GM – FBF – Today, I want to share with you a story that many do not know about or you may have taken for granted. I checked the history books of middle school and high school students of not only the state in question but surrounding states. The closest that I found was in the towns close to the United States border in Mexico in a few states. Enjoy!
Remember – “One day hundreds of years from now this great exploration will still have the bonds of all of the cultures here today and beyond.” – Antonio Mesa
Today in our History – September 4, 1781 – MEXACANS OF AFRICAN DECENT FOUND THE CITY OF LOS ANGLES SEPTEMBR 11, 1781.
The Los Angeles Pobladores, or “townspeople,” were a group of 44 settlers and four soldiers from Mexico who established the famed city on this day in 1781 in what is now California. The settlers came from various Spanish castes, with over half of the group being of African descent.
Governor of Las California’s, a
Spanish-owned region, Felipe de Neve called on 11 families to help build the new
city in the region by recruiting them from Sonora and Sinaloa, Mexico.
According to a census record taken at the time, there were two persons of
African ancestry, eight Spanish and Black persons, and nine American Indians.
There was also one Spanish and Indian person, with the rest being Spaniards.

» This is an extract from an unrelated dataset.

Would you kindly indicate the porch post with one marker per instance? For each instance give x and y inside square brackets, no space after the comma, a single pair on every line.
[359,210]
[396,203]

According to the efforts of historian William M. Mason, the actual racial makeup of the pobladores was perhaps more racially balanced than not. Mason wrote that of the 44, only two were White, while 26 had some manner of African ancestry and that 16 of the group were “mestizos” or mixed Spanish and Indian people.
Black Mexicans Luis Quintero and Antonio Mesa, the only two named on the 1781 census, married mixed women and bore several children between them.
The pobladores founded the city “El Pueblo de Nuestra Señora La Reina de los Ángeles sobre el Río Porciúncula” (Spanish for The Town of Our Lady Queen of the Angels on the Porciuncula River) that day, after some priests found the area 10 years prior. Another historian, Dr. Antonio Rios-Bustamante, states that Los Angeles’ original settlers were even more mixed than the census stated, but was that African, Indian and European ancestry was a hallmark.
In Los Angeles, the El Pueblo de Los Angeles State Historic Park honored the pobladores in the 1950s with a plaque, but it was mysteriously removed. In a Los Angeles Times report, it was suggested that the removal of the plaque was racially motivated. However, in 1981 during the city’s bicentennial, the plaque was replaced. Research more about the start of the “City of Angles” and share with your babies. Make it a champion day!